Alors que se termine cette semaine le 23e Sommet de l’Union africaine, il me paraît important de partager quelques messages et pistes de réflexion et d’action évoquées tout récemment à Libreville, au Gabon, à l’occasion de la 3e édition du New York Forum Africa, qui a rassemblé cette année plus de 1.600 participants dont 600 jeunes de moins de 26 ans. La « marque » Afrique souffre encore d’un fort déficit d’image. Cette perception a été confirmée par une récente étude du cabinet McKinsey, réalisée auprès de 1.500 dirigeants. La jeunesse africaine expatriée et locale, bien qu’optimiste sur son avenir, doute aussi des efforts accomplis par les Etats pour l’intégrer pleinement à la croissance.
Or l’Afrique perçue n’est pas l’Afrique réelle. Elle bénéficie de fondamentaux économiques solides. En dix ans, elle a doublé son PIB, en moins de temps qu’il n’en a fallu à la Chine. Le PIB par habitant africain est aujourd’hui supérieur à celui de l’Inde, qui compte davantage de populations pauvres. En 2013, l’Afrique a attiré 52 milliards de dollars d’investissements étrangers selon le rapport d’Ernst & Young sur l’attractivité du continent. IFC, membre du groupe de la Banque mondiale et important investisseur américain, est passé de 140 millions d’investissement par an en 2003 à 5,3 milliards en 2013, un montant qui se rapproche de celui de l’Amérique latine (un peu plus de 6 milliards). L’Afrique a opéré un rattrapage économique, grâce aux activités extractives qui ont généré un tiers de la croissance du continent. Cependant, ces activités ont surtout créé de la valeur financière et non de la valeur économique productrice d’emplois industriels locaux. Selon le cabinet McKinsey, le taux de croissance des emplois stables n’a pas dépassé 0,5 % de moyenne annuelle, à comparer à un taux de croissance moyen annuel de 5,5 % de l’économie. En 2003, ils représentaient 70 millions. En 2014, ils ne sont que de 110 à 120 millions.

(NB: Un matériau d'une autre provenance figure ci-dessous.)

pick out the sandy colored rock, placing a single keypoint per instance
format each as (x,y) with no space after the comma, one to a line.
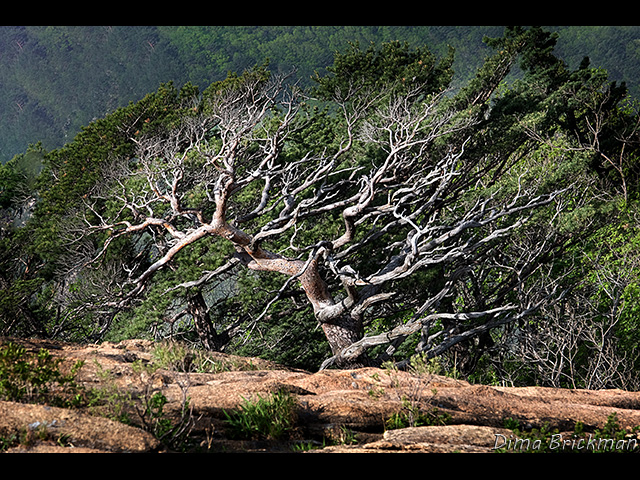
(349,407)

Les Etats les plus moteurs – Ghana, Angola, Mozambique, Maroc, Ethiopie, Rwanda, Gabon – ont bien compris que la croissance africaine devait être à la fois inclusive, diversifiée et compétitive. L’Afrique veut passer d’un développement producteur de croissance à une économie productrice d’emplois. Les Etats cherchent à fonder leur développement sur la construction d’avantages concurrentiels durables produits dans le cadre d’une industrialisation locale. Ainsi, le Gabon, 4e producteur mondial de manganèse, s’est donné pour objectif d’exploiter et de transformer lui-même 35 % de son minerai d’ici à 2025. Les multinationales extractives devront désormais compter avec les sociétés nationales qui veulent attirer des fonds localement. On peut aussi évoquer le potentiel d’exploitation agricole des vastes terres, celui des énergies renouvelables qui ne dépasse pas les 5 %, ou encore la réappropriation des « big data » africains monétisés par les géants étrangers du Net. Pour faciliter l’industrialisation, les Etats mettent en place des fonds souverains pour dégager des capacités de co-investissement dans les infrastructures, en PPP. Ils stimulent ainsi l’émergence d’un tissu local d’investisseurs privés. Les flux commerciaux et financiers intra-africains, qui ne cessent d’augmenter en valeur et en volume, sont le prélude à une dynamique d’intégration régionale, favorable au financement de grands projets et à l’industrialisation du continent.
L’Afrique ne veut plus qu’on la regarde de haut. C’est d’égal à égal qu’elle invite la communauté économique et financière internationale à participer à sa croissance. Avec la création d’un fonds doté à terme de 500 millions de dollars, pour financer des projets dans le domaine des médias, Youssou N’Dour et moi-même l’avons invitée à se donner les moyens de parler de sa propre voix.
Par Richard Attias Président de Richard Attias & Associates et fondateur du New York Forum Africa.